• Question: How come new elements are still being found?

    Asked by 536bera35 to Colin, John, Kevin, Shikha, Triona on 7 Nov 2014.
    • Photo: Tríona O'Connell

      Tríona O'Connell answered on 7 Nov 2014:


      New elements aren’t so much found as made. Theoretically, you can always add one more proton to an atom to make the next element on the periodic table, in practice, it’s not that neat. You need to smash two smaller elements together to get the larger element and those elements aren’t all that stable. It gets harder and harder as the elements get bigger and fall apart faster. So new elements will be made very rarely from now on.
      On top of which, in order to get your newly built element recognised, you’d have to measure it to prove you made it and then do some chemical reactions to prove it is what you said it is (and has the properties to match). One of the later chapters in Philip Ball’s Elegant Solutions tells the stories behind some groups that are doing this new element creation, I’d recommend seeing if it’s in your local library.

    • Photo: Kevin Motherway

      Kevin Motherway answered on 8 Nov 2014:


      As Triona says smashing elements together at incredible velocities in particle accelerators can yield really heavy elements that are quite radioactive and want to lose their protons and break down to a lower number elements as soon as possible. Naturally occurring or “stable” elements you can find in nature go from element 1 hydrogen to number 98 californium. Above those numbers you generating elements that do exist out there in the cosmos but we can only create for very short periods in particle accelerators like the large hadron collider at CERN.

      The most recently recognised element is number 117 and unofficially they’ve gotten up to 119. One of the reasons scientists keep going is that there’s a theory that there’s an “island of stability” that they will eventually reach and that a super heavy element that is stable enough to stay around long enough for an awards ceremony will be generated.

      Some science like this might seem pointless as we can’t see the applications right now, but guess what else came out of CERN? A very efficient way for scientists to distribute data over computer networks, now known as…….the Internet.

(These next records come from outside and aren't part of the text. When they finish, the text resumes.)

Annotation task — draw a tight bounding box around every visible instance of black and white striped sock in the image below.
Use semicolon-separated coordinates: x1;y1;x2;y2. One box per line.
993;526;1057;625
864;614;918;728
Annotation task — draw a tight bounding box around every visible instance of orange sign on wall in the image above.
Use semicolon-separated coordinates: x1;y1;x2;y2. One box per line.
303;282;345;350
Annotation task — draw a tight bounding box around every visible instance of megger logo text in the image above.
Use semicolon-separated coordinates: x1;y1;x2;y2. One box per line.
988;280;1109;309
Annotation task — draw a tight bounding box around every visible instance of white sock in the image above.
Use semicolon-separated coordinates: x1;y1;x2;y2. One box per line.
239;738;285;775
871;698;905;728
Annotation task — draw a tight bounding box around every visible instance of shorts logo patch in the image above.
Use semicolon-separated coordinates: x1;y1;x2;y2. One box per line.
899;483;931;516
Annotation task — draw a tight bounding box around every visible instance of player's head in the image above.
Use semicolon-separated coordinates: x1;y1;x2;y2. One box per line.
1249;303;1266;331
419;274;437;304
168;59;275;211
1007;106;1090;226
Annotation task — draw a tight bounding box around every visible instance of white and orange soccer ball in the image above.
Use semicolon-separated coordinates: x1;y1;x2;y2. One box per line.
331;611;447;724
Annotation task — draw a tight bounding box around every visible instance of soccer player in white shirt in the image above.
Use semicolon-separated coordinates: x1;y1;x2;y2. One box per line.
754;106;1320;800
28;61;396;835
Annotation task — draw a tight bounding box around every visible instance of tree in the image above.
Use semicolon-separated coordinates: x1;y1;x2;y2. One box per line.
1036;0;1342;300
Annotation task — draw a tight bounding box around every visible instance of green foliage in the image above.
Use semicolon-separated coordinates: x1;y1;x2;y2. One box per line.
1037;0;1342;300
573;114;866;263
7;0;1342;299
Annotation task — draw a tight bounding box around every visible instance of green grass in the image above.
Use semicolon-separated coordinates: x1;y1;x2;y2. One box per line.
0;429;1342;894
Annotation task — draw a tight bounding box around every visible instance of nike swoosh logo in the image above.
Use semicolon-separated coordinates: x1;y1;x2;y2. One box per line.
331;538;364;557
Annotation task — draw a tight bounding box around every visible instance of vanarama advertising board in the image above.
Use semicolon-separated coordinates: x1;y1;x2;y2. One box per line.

      There’s an Einstein quote “if we knew what we were doing it wouldn’t be called research!” Here hoping that island of stability is out there at element 120?

    • Photo: Shikha Sharma

      Shikha Sharma answered on 11 Nov 2014:


      Hi 536 bera 35,
      As you know the atomic number of an element is determined by how many protons are found in the nucleus of an atom of that element. New elements aren’t exactly discovered anymore. But scientists rather create them using particle accelerators and nuclear reactions where they add protons to a existing element and produce new element. This can be done by smashing protons into atoms or by colliding atoms with each other. But these elements are generally unstable.